Von Albert Speer von jeder Verantwortung freigesprochen, lebte Rudolf Wolters nach 1945 unbehelligt in seiner Heimatstadt Coesfeld. Die seltsame Ambivalenz dieses Treueverhältnisses offenbarte sich erst in den sechziger Jahren. Wolters weihte auch sein Nachkriegsleben bruchlos dem ehemaligen Vorgesetzten. Speer, der als Kriegsverbrecher mehr als zwanzig Jahre in Spandau einsaß, wurde dort von seinem Adlatus mit Champagner und Beluga-Kaviar versorgt, während er auf Toilettenpapier seine Memoiren schrieb, die Wolters und seine Sekretärin und Geliebte mühevoll entzifferten und transkribierten. Zum Bruch kam es erst, als Speer dem Dritten Reich öffentlich abschwor und eine gewisse Mitschuld bekannte. Für Wolters kam dieses Geständnis einem Verrat an der gemeinsamen Sache gleich.

André Deschans Buch ist deshalb lesenswert, weil es anhand einer historischen Figur versucht, den Zusammenhang und die Wechselbeziehungen zwischen den Akteuren sowie die politischen Hintergründe der Architekten, die unter Hitler erfolgreich waren, zu analysieren. Der Autor möchte dazu beitragen, "einer zunehmenden Verherrlichung der aus dem Zusammenhang gelösten Architektur entgegenzuwirken und die langsam verblassende Kraft der Fakten wiederzubeleben und fortzuschreiben". Als zentrale Quelle diente ihm Wolters' Nachlass, der sich seit 2011 im Landesarchiv Berlin befindet. Dessen Auswertung zeigt, dass Wolters nicht nur eine Schlüsselrolle in der Baupolitik des Nationalsozialismus einnahm, sondern später auch ein Netzwerk von Architekten zum Aufbau der Bundesrepublik spannte. Zugleich korrigiert Deschan die historische Sicht auf Albert Speer.
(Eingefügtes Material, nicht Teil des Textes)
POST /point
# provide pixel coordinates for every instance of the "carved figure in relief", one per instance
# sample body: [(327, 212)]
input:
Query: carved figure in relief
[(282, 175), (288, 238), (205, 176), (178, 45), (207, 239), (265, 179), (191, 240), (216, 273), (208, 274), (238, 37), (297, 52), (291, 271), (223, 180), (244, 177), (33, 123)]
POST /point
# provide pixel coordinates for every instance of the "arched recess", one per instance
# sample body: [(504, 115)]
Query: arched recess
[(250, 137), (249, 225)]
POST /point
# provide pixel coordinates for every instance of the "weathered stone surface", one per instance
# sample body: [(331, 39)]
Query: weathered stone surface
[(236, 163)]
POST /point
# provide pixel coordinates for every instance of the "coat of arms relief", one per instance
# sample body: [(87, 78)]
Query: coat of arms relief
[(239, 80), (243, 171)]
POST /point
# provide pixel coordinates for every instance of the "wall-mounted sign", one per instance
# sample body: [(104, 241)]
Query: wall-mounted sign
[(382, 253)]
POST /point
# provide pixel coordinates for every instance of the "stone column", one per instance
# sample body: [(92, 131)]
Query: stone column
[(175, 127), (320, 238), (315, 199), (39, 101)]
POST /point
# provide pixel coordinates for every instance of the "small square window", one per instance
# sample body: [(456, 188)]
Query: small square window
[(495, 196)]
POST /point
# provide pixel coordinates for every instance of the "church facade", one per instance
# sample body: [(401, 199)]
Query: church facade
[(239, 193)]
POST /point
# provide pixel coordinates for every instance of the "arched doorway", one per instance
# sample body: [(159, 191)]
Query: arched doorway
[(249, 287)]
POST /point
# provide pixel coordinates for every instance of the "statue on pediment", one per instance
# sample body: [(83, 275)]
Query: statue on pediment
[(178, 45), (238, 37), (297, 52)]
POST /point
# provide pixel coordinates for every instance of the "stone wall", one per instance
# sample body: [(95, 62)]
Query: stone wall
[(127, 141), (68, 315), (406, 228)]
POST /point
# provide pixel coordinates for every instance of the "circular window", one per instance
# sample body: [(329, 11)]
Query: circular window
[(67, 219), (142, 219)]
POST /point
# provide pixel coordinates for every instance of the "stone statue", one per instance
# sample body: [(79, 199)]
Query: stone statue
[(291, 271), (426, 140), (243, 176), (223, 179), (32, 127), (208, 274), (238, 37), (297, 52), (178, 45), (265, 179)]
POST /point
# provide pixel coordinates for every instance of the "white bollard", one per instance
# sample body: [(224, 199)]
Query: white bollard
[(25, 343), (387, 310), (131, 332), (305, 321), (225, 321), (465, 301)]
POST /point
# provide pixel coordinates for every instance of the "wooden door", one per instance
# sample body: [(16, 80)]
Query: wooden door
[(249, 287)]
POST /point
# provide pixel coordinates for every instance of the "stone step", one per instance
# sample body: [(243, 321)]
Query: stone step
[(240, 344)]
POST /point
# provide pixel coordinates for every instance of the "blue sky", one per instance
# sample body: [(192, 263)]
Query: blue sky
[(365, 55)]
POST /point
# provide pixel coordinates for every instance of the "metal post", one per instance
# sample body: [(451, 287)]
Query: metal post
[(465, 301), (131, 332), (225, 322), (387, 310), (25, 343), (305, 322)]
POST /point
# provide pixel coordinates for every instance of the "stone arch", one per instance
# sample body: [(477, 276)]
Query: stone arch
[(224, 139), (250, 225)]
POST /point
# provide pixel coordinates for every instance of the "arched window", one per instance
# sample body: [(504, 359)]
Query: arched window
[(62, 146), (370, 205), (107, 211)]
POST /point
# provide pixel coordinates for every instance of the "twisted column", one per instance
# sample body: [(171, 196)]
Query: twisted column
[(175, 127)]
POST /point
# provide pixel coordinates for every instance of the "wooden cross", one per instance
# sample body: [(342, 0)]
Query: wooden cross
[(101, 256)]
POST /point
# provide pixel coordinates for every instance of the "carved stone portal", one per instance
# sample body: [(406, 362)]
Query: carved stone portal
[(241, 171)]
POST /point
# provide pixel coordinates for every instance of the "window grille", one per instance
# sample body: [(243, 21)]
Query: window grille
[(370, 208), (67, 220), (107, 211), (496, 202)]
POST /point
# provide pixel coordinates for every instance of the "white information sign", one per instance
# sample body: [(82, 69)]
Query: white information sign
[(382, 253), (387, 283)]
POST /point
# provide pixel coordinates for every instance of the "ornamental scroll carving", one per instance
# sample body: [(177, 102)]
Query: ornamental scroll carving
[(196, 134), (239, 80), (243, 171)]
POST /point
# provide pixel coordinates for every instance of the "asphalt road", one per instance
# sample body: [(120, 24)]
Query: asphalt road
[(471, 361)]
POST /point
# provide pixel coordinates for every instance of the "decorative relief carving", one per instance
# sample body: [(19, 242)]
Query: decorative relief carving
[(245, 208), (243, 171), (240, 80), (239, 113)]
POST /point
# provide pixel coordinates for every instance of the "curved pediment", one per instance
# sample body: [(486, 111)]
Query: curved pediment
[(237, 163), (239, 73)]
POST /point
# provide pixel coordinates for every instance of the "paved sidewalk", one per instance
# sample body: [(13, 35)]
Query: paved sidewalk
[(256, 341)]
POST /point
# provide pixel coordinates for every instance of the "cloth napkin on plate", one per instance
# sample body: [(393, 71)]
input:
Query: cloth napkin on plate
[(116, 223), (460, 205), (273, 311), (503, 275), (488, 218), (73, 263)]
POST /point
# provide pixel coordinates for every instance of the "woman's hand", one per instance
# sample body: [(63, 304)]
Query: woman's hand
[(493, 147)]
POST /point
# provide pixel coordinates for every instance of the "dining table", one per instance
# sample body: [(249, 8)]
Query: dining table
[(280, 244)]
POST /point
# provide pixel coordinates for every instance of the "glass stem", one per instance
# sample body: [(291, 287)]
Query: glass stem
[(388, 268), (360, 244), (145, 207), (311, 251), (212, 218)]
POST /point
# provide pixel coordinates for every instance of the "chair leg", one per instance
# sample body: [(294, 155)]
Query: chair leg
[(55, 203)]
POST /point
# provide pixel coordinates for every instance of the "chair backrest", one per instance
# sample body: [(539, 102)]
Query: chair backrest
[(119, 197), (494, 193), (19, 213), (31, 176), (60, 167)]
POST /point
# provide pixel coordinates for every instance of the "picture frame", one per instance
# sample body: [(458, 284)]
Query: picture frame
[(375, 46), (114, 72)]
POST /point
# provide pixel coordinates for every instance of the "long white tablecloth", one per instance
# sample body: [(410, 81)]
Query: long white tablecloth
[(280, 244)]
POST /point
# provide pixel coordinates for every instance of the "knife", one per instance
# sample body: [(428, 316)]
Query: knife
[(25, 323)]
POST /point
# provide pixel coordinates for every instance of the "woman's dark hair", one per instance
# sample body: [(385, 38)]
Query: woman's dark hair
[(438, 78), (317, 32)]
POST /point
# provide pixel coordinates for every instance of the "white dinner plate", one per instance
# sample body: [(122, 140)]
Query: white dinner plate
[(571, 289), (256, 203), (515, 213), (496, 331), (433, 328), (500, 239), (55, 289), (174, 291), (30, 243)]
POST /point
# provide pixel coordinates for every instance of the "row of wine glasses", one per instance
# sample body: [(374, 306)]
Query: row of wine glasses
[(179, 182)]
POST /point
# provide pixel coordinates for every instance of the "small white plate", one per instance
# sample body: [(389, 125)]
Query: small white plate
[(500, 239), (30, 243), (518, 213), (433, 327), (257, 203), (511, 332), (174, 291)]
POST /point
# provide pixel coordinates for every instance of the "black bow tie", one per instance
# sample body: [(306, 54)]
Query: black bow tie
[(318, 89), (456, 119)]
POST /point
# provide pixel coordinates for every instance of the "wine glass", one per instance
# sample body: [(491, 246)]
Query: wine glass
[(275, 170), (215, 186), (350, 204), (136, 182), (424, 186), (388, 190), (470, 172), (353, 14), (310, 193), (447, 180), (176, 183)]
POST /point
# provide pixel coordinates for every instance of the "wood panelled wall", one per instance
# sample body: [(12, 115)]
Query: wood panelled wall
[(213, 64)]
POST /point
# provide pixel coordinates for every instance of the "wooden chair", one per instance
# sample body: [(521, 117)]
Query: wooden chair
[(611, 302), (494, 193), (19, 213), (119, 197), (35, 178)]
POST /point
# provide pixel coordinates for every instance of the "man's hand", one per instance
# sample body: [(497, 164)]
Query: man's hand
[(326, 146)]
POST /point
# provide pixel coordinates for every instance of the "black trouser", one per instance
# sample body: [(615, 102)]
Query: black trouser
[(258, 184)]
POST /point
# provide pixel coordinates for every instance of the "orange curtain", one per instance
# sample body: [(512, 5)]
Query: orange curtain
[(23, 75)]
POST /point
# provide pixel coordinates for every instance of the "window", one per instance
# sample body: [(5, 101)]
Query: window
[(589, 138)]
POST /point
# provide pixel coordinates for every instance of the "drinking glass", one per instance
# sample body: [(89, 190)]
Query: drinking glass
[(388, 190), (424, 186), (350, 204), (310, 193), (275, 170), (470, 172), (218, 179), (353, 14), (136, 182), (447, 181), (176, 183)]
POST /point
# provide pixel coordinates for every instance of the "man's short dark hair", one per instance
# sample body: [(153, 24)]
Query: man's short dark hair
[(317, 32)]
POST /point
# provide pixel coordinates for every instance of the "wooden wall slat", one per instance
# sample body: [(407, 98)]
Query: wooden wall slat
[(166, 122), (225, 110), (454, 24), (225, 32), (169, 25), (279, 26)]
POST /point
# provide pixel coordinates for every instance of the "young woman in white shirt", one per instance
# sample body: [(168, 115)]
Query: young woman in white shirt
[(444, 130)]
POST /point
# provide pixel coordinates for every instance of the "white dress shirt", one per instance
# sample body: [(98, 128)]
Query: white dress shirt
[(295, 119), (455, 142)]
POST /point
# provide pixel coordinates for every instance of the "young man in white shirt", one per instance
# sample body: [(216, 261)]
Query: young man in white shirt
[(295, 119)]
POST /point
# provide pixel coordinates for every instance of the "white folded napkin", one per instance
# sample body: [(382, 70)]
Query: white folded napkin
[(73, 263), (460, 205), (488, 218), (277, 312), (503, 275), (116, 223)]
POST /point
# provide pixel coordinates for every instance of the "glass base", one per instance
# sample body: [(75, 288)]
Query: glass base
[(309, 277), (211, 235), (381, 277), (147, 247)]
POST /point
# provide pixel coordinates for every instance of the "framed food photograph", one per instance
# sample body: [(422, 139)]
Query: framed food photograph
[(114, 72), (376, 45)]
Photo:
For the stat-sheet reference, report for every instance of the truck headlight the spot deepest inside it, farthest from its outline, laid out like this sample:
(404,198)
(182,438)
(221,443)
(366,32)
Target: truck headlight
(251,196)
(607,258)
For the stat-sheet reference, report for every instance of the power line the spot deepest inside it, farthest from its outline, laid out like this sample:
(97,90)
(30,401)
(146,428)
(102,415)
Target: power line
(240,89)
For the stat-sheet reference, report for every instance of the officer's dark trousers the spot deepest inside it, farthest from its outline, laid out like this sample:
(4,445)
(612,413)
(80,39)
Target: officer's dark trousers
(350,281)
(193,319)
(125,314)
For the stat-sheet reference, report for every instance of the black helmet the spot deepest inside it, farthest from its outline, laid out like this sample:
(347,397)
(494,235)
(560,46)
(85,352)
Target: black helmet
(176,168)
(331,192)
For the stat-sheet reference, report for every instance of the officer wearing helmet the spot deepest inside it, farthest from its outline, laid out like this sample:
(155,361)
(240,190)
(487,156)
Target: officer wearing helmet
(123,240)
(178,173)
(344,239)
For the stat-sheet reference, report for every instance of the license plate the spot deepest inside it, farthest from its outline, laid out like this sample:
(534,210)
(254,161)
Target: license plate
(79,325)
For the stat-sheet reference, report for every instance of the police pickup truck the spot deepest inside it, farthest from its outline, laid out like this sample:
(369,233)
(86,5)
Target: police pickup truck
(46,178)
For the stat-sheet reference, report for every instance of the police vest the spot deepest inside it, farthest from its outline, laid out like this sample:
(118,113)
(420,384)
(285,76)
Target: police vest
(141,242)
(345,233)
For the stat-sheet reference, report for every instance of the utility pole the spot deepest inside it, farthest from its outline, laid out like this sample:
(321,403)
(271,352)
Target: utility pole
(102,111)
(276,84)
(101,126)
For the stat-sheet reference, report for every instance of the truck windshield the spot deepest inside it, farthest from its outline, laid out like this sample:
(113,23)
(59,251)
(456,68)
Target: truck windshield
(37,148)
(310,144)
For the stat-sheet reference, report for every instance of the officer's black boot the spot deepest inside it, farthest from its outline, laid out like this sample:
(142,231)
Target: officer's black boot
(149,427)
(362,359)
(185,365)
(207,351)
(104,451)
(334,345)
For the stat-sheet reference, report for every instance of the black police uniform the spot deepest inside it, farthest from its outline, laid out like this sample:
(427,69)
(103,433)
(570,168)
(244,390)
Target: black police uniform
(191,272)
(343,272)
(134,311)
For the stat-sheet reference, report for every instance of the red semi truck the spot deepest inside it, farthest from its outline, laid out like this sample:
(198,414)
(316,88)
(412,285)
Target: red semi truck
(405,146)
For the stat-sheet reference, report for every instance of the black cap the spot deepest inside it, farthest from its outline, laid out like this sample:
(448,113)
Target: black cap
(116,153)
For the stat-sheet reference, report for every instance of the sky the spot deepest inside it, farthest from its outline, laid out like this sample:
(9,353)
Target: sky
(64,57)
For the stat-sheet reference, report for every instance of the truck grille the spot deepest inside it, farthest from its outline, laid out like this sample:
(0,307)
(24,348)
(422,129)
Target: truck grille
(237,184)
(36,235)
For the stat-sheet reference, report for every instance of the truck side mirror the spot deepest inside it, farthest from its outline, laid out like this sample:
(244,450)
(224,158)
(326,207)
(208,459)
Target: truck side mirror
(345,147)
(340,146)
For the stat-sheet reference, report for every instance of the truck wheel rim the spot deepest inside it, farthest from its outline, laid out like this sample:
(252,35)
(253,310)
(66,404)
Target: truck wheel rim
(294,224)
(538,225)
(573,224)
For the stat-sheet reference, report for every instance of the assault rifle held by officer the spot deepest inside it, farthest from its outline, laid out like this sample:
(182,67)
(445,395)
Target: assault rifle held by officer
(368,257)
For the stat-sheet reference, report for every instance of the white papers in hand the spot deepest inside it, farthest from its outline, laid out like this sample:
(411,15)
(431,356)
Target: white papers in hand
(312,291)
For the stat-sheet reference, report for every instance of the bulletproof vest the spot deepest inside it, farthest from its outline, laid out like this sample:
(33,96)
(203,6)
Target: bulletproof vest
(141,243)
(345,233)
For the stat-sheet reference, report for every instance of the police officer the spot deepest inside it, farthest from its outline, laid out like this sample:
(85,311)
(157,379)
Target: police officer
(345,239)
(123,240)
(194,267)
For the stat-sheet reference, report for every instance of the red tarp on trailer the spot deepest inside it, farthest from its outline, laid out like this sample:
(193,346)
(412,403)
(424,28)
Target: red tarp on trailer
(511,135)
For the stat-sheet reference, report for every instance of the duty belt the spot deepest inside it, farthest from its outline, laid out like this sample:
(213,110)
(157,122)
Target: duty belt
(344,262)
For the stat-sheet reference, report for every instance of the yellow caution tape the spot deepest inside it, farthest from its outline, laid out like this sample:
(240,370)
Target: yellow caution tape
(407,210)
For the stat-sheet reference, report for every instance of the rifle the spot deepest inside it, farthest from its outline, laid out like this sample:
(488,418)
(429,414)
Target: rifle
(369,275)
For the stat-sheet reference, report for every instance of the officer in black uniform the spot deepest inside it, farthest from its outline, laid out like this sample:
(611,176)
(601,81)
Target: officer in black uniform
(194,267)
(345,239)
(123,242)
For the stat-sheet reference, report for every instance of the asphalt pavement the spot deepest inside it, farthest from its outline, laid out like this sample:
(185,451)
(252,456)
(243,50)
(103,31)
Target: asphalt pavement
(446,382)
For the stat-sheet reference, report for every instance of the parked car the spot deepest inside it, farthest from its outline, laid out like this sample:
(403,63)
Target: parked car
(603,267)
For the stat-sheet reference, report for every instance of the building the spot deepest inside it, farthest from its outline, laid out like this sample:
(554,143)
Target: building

Manche Aussage wünschte man sich zugespitzter, die ein oder andere Entwicklungslinie deutlicher herauspräpariert. Aber diese Art der biographischen Erkundung hat doch einen grundsätzlichen Wert: Wie jede Erfahrung verlangt auch die des Extrems nach Sinngebung, und Sinn entsteht immer erst aus Erzählungen - auch das Beispiel Wolters' zeigt, dass es die Wahrheit nicht nackt gibt, nur erzählt, verformt, überschrieben.

ROBERT KALTENBRUNNER.

André Deschan: "Im Schatten von Albert Speer". Der Architekt Rudolf Wolters.

Gebr. Mann Verlag, Berlin 2016. 290 S., zahlr. Abb., geb., 79,- [Euro].